El del porro, sin responderle se levantó de la butaca, subió el volumen de la música y abrió la reja.

—Qué te pasa, ¿me vas a liberar? —sabes que no puedo, él me mataría. Sólo quiero escucharte más de cerca. Quizás consolarte… si me dejas… —Clarice sonrió.
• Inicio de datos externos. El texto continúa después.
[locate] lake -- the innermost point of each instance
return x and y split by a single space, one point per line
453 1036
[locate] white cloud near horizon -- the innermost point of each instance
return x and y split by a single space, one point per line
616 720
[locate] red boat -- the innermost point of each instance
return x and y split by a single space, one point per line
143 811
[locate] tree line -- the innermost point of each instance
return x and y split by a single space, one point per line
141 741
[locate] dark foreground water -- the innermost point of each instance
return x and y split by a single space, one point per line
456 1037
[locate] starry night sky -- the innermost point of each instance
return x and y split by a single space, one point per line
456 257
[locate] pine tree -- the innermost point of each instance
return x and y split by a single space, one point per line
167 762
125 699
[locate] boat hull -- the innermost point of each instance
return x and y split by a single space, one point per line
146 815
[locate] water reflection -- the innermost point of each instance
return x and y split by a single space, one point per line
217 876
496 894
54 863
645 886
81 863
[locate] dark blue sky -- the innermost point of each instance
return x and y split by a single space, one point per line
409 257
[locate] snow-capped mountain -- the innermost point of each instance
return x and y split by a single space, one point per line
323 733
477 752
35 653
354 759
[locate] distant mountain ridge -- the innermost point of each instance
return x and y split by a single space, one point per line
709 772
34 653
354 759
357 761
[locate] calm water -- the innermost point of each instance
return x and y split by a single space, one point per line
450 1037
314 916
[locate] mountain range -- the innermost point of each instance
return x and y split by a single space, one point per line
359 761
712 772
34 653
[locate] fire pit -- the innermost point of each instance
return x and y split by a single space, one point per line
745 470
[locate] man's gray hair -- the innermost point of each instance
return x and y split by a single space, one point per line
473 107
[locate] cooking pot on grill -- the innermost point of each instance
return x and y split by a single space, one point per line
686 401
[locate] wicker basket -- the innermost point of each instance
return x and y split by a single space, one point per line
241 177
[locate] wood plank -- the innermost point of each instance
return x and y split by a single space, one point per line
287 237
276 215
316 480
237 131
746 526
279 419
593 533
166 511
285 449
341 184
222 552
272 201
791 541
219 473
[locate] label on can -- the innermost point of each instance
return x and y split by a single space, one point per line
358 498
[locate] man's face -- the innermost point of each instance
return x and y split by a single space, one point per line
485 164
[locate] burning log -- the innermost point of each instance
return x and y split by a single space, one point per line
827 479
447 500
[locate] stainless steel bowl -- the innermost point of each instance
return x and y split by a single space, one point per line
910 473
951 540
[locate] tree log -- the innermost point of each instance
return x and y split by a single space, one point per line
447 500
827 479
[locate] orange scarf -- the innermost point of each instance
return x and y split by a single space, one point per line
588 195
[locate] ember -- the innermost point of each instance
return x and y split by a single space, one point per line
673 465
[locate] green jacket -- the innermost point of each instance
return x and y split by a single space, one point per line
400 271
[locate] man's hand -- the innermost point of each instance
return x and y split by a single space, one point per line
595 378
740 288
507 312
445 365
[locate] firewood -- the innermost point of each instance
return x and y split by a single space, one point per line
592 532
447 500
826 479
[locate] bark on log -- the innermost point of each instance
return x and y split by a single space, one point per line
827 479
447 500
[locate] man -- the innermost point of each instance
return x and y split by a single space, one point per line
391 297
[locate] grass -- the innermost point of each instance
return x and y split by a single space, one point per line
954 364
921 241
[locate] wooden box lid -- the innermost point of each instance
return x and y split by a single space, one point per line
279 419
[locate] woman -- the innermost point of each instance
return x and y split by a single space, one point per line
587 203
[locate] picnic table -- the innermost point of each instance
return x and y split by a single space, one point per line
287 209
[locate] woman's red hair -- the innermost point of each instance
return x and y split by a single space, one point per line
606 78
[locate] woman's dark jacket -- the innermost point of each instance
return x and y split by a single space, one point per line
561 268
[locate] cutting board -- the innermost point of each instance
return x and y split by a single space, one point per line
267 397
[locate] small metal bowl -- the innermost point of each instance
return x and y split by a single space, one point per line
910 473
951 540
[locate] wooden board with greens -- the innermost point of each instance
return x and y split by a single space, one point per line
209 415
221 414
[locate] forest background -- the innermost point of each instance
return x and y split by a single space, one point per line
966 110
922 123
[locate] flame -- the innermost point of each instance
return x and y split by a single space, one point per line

—Eso suena raro, viniendo de un bicho como tú… ¿un secuestrador preocupado de la condición emocional de su rehén? Me da como risa. La voz de Eddie Santiago añadió un ingrediente en el aire que ninguno supo identificar: No sé si a ti te pasa lo que a mí, mi cuerpo está repleto de tus huellas, que hoy quiero completar, porque otra vez te irás, dejándome un puñado de tus besos… Sus ojos, como personas diminutas, comenzaron a desplazarse por una fascinación. Clarice estaba sorprendida por lo que empezó a sentir. Horas antes, ese mastodonte le había parecido un monstruo, su estatura, la cara huecuda y llena de cicatrices. Pero ahora no entendía lo que pasaba… la consecuencia de los tragos, tal vez… un hechizo… la necesidad de sacarse a Romardo del alma, quién podría saberlo… Te has ido sí, oh, qué triste estoy sin ti, me acerco a la ventana, te recuerdo, y no es fácil olvidar, cuando se sabe amar, si vives para darte sin reservas… Por él, eso era lo esperado. Lo que deseó al momento de verla. No se sentía moralmente el indicado para ella, por motivos obvios, pero necesitaba beber cada segundo. Yo te di, todas las noches de mi amor, y viví, para acercarme más a ti, sin saber que la distancia alguna vez hace bien, y hoy yo sé que si regresas otra vez, yo estaré, tan convencido de tu amor, yo lo sé, que aunque te alejes tu tendrás que volver, cada vez y otra vez… No se dieron cuenta cuando se pasaban un porro y sus piernas se hundían, sincronizadas con la salsa, y sus bocas se comunicaban sin palabras. Los besos daban una licencia a la confianza. A partir de ese momento entraron en una dimensión distinta.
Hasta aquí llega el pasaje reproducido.